Products/FAQ : Introduction to CSIM
Introduction
CSIM is a library of routines for
use by C, C++, or Java programmers; these
routines are used to implement process-oriented,
discrete-event simulation models of
complex systems. Such models can be
used to gain insight into the operation
and performance of the modeled systems.
A model consists of structures (which
simulate the resources of the model
system) and processes (which simulate
the active entities of the model system).

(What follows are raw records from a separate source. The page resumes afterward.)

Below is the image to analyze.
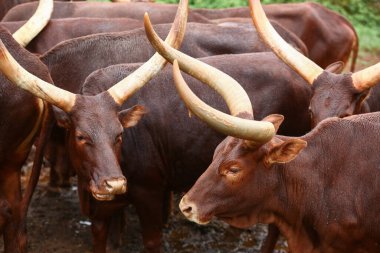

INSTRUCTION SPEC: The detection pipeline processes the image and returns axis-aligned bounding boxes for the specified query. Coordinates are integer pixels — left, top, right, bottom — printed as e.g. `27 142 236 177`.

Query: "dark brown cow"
70 13 309 252
250 0 380 126
0 199 11 234
0 0 78 20
2 18 308 55
2 1 209 24
37 19 307 186
0 0 188 253
82 53 310 252
3 2 359 71
193 2 359 71
0 0 52 253
0 27 52 252
1 18 143 54
174 58 380 253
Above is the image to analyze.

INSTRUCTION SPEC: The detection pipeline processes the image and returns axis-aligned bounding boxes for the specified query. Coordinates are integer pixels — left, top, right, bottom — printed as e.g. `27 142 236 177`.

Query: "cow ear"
119 105 148 128
262 114 284 133
53 106 71 129
325 61 344 74
264 138 307 168
354 89 370 114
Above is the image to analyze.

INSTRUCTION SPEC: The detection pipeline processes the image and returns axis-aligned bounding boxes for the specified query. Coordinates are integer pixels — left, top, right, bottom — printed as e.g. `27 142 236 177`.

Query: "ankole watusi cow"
0 0 188 253
65 10 310 252
3 2 359 71
1 18 143 54
5 0 54 47
2 1 209 23
174 53 380 253
193 2 359 71
173 38 380 253
0 1 52 253
250 0 380 126
2 15 308 55
0 27 52 252
0 202 11 234
37 18 307 186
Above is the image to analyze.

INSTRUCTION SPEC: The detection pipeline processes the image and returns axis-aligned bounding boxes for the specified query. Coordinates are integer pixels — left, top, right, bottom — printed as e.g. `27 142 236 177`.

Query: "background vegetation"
156 0 380 51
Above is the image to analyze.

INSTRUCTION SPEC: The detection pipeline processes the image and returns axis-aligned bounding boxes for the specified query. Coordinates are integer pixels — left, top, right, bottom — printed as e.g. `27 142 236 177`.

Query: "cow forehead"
312 71 356 95
71 95 122 134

CSIM has mechanisms for implementing
both processes and resources.
A CSIM model is a computer program,
written in the C, C++, or Java programming
language. Some knowledge of C++ is
being assumed for readers of this
primer.
Processes
Processes are used to model the active
entities of a system. Depending on
the type of model, processes represent
many kinds of entities; examples include:
-
customers, in a model of a bank,
-
transactions, in a model of an on-line transaction processing system,
-
messages, in a model of a computer network, and
-
TV sets, in a model of an assembly line.
In CSIM, a CSIM process is a procedure
which executes the create statement.
Thus, a typical CSIM process has
the form:
void customer()
// defines customer
{
create("cust");
// other statements
}
A CSIM process is started (invoked)
by another process; it is called using
the usual procedure call:
void otherProcess()
{
create("other");
// other statements
customer(); // starts customer process
// other statements
}
CSIM processes are different from
normal procedures in several important
ways:
-
Processes operate in a "simulated environment", being under the control of the CSIM execution supervisor with respect to the passage of simulated time.
-
Many instances of the same process can be "active" at the same time in this simulated environment.
-
Processes are in one of four process states:
- Computing - using the real CPU
-
Ready to start computing,
-
Holding - allowing simulated time to pass, and
-
Waiting - for something outside of the process to happen.
-
A process remains in the Computing state (executing) until it voluntarily takes one of the following actions:
-
enter the Hold state (for a specified interval of simulated time)
-
enter the Wait state (waiting for some external event to occur), or
-
terminate (remove itself from the simulated environment).
-
A process cannot return control to its caller (or return a functional value to its caller); rather a process must "terminate" (this is handled automatically by the CSIM execution supervisor).
-
A process is able to suspend execution (leave the Computing state) and then later resume execution (enter the Ready state and then reenter the Computing state) an unlimited number of times and in no predictable pattern; the CSIM execution supervisor manages all of these activities.
-
Each instance of an "active" process has its own "execution context"; there are separate copies of the local variables, registers contents, etc. for each active process. All of these process contexts are also handled automatically by the execution supervisor.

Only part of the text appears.